Set interim targets with regular, evidence-based progress reports

It’s not enough to make bold pledges several decades in the future: you need to make sure you can actually meet those goals. To do this, set short-term milestones using data-based, verifiable metrics that will ensure you’re consistently evaluating your company’s ESG performance. At BMO, for example, the bank has set intermediate and longer-term targets for financed and operational emission reduction on the way to net zero in 2050. “It’s important to set net-zero goals, but it’s too easy to kick that can when it’s 30 years down the road,” says Fixler. “Today, to be considered real, it’s very much about what those interim targets are.”

Plan for disruption

When designing an ESG strategy, it’s important to think holistically. This means embedding ESG factors such as climate and social disruption in risk management when considering the operating environment in the next five, 10 or 15 years.
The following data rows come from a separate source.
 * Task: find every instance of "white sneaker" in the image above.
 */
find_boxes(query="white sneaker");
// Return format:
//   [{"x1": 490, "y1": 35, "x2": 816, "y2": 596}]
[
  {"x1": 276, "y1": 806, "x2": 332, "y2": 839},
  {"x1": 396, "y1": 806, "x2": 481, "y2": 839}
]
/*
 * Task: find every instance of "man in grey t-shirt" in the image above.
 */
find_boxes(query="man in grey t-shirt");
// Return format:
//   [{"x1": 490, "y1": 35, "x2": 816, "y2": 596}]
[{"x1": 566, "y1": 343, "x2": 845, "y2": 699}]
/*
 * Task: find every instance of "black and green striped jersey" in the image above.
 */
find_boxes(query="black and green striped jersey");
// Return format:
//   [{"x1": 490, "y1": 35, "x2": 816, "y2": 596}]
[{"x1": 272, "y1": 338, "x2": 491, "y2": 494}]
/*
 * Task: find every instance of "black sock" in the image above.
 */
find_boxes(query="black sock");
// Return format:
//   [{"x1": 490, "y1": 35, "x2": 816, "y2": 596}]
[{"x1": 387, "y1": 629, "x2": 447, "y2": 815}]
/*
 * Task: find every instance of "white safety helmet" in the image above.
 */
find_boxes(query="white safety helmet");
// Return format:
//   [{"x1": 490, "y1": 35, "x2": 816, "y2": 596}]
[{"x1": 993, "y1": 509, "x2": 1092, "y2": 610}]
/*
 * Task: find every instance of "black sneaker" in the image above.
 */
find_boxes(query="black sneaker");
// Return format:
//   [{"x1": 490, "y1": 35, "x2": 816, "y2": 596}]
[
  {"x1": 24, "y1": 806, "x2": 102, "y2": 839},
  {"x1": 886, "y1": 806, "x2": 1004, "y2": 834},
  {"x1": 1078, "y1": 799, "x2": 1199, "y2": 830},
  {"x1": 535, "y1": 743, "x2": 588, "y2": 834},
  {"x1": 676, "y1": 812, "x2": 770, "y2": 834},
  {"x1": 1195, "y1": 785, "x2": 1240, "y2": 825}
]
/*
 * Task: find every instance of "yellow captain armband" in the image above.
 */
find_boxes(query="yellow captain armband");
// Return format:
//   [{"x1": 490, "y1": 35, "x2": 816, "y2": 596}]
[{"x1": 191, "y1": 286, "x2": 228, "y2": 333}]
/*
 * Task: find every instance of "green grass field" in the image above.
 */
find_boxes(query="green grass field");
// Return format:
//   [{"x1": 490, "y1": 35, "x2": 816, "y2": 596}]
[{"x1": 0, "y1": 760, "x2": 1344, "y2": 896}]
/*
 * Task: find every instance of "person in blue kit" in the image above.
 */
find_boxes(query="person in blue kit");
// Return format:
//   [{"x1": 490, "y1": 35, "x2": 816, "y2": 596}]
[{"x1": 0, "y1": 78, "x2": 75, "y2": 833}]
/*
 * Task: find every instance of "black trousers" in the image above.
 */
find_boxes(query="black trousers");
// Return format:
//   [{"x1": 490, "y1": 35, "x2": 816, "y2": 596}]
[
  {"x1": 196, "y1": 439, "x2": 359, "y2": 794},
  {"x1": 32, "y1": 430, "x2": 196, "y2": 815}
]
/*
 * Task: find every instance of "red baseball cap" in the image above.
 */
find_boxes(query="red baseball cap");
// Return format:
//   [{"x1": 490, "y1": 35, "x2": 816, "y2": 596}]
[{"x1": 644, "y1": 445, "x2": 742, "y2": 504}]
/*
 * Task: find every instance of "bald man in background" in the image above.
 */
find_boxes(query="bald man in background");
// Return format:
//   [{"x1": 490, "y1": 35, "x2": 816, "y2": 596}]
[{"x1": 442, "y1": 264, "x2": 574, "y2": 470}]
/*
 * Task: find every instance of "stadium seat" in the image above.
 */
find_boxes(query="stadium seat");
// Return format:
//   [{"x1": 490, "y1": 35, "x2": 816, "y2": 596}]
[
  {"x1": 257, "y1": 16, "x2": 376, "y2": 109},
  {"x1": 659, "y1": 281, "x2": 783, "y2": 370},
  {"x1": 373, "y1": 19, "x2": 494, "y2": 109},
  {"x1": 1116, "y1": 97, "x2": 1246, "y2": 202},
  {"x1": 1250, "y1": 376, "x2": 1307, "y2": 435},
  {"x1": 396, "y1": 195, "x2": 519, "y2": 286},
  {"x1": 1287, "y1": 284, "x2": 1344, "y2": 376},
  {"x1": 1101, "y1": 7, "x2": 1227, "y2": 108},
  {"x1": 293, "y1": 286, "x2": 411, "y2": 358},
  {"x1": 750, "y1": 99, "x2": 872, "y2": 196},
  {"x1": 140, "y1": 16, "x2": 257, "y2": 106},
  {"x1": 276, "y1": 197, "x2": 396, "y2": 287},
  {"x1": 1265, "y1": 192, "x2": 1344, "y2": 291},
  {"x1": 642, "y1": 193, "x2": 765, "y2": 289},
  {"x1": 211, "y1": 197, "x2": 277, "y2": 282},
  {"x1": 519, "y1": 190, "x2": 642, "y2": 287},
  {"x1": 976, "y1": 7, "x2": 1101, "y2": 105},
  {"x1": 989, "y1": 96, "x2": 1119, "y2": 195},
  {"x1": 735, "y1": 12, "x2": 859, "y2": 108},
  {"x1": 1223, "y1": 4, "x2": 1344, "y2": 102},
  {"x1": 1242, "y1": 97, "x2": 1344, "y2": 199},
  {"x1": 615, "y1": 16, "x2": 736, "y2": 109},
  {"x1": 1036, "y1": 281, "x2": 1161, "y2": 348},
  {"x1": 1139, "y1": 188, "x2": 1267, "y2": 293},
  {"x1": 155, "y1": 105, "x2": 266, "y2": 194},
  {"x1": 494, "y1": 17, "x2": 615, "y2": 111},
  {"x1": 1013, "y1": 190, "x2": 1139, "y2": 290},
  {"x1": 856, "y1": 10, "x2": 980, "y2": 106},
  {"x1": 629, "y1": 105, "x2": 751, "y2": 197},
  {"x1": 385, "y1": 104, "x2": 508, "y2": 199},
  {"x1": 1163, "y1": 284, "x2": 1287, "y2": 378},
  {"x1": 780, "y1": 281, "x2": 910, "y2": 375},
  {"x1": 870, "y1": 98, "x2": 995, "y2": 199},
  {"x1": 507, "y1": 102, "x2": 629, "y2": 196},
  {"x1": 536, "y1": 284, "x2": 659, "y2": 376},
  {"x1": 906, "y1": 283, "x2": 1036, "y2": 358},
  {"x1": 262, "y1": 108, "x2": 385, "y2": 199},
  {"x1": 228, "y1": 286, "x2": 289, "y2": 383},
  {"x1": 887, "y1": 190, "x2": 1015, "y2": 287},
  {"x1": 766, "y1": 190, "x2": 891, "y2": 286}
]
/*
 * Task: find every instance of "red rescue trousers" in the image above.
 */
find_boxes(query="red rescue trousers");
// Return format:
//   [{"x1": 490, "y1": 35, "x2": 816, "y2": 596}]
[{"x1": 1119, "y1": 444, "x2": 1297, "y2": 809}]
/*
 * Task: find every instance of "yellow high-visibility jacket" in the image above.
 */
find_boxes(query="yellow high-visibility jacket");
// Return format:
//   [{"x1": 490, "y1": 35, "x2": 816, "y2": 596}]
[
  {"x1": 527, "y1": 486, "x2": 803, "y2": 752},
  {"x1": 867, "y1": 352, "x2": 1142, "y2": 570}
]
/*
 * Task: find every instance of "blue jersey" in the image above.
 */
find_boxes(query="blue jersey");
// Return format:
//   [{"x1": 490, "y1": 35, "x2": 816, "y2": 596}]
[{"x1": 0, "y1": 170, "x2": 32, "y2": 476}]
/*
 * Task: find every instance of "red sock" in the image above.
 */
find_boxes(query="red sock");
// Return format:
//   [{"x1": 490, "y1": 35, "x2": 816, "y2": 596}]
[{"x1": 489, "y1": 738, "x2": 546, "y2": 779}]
For a company such as Ontario Power Generation, for example, adapting to climate change is a key factor in its net-zero action strategy.

“Companies need to think about those disruptive trends as they tie back to ESG factors and ensure that those are reflected in both assumptions and in the design of strategy.” says KPMG’s Dunphy.

Avoid caveats

When you commit to ESG as a core business principal, ensure it’s valid across your entire supply chain and organization chart — from the board and c-suite to associates and interns. “You have to ensure there is full integrity,” Fixler says. “Increasingly, a company’s revenue streams and stock price are aligned with ESG. As a result, you have to report out everything you can and make it as painfully accurate as possible to ensure you have evidence to support every single statement you make. And with that mindset, you can remove a lot of the possibility of greenwashing. At the end of the day, all a company can do is try to have the best corporate governance and not game statistics.”

The bottom line

Real impact takes considerable effort, intention and hard work. Business leaders looking to make a material difference need to build a principled foundation to make sure that it won’t be just business as usual.